The Gekko appraisal well located to the southeast of the Alvheim field was successfully completed in October 2018. The objective of the two branch well was to test the potential for improved reservoir quality away from the Gekko discovery well and determine the thickness of the oil colun. Both well branches encountered good quality Heimdal sands with an approximately 6 metre oil rim below gas. Following the positive well results, the gross resource range for the Gekko discovery is between 28 and 52 MMboe.
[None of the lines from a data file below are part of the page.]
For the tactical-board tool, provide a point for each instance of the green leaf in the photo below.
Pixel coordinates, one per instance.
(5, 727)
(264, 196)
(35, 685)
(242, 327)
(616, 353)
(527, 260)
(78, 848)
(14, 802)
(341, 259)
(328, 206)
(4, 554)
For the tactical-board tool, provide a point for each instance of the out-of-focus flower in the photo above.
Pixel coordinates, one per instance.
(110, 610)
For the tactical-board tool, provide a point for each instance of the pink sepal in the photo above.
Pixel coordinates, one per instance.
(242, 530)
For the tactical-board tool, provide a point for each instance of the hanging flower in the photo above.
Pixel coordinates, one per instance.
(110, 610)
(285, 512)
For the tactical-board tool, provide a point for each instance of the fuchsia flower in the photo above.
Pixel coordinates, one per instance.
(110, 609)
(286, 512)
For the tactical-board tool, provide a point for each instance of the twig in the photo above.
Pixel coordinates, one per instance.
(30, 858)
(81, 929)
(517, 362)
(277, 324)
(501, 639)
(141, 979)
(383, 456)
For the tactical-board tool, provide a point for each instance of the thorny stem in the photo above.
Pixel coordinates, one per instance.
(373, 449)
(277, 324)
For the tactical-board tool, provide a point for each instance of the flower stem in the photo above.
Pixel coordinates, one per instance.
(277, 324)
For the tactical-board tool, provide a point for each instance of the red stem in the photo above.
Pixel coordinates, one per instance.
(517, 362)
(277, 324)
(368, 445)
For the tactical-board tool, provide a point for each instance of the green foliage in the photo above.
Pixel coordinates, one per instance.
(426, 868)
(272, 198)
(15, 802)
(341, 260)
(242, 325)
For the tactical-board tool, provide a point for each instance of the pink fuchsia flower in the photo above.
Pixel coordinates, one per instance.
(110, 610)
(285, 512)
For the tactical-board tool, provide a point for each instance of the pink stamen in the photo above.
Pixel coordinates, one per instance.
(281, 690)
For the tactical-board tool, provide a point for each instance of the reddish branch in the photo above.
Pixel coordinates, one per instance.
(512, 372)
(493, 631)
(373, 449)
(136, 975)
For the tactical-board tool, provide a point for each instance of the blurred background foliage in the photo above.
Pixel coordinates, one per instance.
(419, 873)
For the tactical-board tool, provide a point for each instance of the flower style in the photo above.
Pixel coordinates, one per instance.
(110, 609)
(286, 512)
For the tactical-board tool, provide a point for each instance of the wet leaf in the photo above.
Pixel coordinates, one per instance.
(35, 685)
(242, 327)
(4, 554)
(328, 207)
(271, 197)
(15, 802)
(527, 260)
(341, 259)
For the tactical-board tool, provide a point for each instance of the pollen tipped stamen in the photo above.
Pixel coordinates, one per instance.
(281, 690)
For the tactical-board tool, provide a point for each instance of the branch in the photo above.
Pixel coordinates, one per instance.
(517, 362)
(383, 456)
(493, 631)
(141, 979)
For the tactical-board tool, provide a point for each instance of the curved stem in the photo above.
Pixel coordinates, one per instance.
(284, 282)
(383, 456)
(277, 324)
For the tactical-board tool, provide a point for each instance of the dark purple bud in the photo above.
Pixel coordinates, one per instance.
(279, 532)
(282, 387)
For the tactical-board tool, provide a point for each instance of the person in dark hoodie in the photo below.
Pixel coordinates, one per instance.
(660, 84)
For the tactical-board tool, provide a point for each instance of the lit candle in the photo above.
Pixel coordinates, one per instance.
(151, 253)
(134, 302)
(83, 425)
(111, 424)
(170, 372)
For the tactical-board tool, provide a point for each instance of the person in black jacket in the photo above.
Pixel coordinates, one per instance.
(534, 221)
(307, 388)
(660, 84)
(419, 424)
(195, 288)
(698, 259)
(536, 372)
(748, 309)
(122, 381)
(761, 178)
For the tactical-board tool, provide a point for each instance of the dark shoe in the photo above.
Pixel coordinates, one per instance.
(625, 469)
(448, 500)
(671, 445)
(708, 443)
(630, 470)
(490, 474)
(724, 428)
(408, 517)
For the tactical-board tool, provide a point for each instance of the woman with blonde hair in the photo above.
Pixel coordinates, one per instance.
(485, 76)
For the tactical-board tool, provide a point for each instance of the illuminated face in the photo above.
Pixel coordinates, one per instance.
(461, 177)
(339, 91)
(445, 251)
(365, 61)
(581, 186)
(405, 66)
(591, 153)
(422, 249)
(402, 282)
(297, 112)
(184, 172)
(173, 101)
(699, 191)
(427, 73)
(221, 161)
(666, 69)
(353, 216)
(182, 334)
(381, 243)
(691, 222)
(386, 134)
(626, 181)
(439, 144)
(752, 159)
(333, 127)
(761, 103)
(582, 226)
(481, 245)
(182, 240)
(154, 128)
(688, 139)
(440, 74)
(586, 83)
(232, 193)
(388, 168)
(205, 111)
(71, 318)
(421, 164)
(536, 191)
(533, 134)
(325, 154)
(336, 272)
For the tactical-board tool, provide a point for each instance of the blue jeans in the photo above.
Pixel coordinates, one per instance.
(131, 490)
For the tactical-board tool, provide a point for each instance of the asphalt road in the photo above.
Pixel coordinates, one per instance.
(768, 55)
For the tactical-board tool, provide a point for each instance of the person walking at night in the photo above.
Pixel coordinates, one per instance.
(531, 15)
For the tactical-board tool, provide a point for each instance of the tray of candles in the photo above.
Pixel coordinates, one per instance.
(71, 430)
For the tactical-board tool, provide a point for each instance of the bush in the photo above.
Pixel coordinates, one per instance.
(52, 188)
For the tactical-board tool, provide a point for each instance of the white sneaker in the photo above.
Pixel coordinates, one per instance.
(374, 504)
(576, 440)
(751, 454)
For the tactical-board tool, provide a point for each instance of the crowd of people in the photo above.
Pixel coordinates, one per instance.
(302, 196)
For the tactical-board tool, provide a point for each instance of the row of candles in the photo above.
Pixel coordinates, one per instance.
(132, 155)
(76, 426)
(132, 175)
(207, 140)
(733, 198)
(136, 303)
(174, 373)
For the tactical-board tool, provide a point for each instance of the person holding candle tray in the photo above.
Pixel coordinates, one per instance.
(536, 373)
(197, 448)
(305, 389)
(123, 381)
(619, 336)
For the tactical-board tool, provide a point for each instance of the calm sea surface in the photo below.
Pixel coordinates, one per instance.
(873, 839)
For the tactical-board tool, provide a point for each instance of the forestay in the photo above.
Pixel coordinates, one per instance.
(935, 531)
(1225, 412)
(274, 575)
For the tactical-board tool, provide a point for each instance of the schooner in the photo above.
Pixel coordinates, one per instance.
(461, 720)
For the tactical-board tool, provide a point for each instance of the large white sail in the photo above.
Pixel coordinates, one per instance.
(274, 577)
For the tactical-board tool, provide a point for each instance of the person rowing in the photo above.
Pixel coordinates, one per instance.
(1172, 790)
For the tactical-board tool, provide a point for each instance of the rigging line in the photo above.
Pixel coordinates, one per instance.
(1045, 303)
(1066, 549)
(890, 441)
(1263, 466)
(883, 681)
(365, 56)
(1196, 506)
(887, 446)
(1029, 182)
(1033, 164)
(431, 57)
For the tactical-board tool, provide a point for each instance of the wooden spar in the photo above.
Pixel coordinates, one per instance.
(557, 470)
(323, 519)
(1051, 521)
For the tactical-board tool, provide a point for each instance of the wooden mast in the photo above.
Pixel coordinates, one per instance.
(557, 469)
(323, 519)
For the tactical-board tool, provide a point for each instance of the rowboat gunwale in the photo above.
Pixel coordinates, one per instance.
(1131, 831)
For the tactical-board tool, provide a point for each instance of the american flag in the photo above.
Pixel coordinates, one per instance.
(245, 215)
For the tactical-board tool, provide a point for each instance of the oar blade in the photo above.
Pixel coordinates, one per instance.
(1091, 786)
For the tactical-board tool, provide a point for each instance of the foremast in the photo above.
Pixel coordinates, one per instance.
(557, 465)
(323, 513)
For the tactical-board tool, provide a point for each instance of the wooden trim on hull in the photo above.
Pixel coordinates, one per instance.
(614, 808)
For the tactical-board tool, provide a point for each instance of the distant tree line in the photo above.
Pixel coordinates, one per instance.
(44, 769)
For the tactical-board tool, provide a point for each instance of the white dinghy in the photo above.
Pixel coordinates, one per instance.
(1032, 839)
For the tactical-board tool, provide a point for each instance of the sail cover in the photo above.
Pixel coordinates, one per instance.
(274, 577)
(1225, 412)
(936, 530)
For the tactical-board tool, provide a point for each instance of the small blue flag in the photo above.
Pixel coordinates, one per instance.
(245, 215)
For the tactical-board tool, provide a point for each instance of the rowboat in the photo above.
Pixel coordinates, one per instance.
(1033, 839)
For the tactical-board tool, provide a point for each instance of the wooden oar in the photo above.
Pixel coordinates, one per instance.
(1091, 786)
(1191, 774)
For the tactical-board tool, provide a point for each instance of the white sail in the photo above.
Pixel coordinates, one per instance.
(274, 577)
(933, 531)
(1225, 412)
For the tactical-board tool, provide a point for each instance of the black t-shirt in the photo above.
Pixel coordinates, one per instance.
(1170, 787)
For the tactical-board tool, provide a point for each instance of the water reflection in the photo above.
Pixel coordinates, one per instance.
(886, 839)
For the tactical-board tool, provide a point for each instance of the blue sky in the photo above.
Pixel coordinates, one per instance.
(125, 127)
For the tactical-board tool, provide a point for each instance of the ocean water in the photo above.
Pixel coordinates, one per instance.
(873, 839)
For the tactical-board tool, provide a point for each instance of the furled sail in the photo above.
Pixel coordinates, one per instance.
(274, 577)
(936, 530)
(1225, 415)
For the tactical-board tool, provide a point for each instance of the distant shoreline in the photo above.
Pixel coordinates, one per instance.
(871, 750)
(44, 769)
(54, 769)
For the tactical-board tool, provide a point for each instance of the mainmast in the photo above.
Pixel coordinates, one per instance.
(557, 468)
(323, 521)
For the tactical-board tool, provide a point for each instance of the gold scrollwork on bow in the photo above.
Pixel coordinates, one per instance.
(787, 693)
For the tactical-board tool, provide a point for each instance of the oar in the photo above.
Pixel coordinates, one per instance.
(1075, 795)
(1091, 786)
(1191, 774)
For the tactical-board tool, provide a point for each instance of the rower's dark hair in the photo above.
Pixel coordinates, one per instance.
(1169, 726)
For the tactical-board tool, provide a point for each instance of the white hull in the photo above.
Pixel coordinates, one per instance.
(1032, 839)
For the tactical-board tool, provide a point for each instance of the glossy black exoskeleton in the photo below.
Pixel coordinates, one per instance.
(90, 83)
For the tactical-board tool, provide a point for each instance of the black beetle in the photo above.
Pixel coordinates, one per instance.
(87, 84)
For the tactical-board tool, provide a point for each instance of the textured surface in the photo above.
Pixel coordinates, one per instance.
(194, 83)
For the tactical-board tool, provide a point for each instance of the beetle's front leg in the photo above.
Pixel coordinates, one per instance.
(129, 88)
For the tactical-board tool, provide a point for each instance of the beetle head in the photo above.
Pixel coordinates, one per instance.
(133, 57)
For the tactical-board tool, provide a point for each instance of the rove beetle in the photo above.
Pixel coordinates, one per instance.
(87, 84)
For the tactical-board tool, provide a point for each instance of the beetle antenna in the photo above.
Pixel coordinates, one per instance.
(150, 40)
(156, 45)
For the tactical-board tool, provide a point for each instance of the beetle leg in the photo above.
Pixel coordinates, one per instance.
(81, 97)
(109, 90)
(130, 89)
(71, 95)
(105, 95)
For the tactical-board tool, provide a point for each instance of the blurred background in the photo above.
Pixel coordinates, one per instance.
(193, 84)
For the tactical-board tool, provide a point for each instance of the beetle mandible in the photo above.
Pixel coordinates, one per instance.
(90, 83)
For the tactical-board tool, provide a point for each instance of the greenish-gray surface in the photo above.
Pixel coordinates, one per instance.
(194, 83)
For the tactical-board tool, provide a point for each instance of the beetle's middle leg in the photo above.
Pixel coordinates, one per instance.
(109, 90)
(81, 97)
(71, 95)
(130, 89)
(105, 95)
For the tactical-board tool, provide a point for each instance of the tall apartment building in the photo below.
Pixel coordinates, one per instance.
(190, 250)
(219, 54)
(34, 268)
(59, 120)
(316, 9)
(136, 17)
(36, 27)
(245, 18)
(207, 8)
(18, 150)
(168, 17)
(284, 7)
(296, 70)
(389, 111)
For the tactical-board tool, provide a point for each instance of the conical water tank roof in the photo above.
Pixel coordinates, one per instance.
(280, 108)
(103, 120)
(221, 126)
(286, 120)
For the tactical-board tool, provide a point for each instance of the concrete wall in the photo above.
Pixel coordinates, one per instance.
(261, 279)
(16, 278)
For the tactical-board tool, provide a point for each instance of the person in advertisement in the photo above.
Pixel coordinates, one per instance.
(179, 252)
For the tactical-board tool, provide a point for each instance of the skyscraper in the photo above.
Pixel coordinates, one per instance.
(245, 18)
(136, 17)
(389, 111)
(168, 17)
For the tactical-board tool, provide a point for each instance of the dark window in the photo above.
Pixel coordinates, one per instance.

Options for the economic development of Gekko are being assessed.

Exploration

2018 exploration well programme

Licence Operator WI Well Spud Date Result
PL340 Aker BP 15% Frosk January 2018 Oil discovery
PL167 Equinor 20% Lille Prinsen April 2018 Oil discovery
PL659 Aker BP 20% Svanefjell May 2018 Minor gas discovery
PL830 Lundin Norway 40% Silfari October 2018 Ongoing
PL860 MOL 40% Driva/Oppdal November 2018
PL869 Aker BP 20% Froskelår November 2018
PL869 Aker BP 20% Rumpetroll November 2018
PL857 Equinor 20% Gjøkåsen Shallow December 2018

The 2018 exploration drilling programme has been further updated to reflect changing rig schedules and priorities, with drilling of the Gjøkåsen Deep and JK prospects moved to 2019. The schedule is weighted towards the fourth quarter with five remaining wells to be drilled in 2018, targeting net unrisked resources of approximately 400 MMboe. The updated appraisal and exploration expenditure guidance for 2018 is being maintained at MUSD 300.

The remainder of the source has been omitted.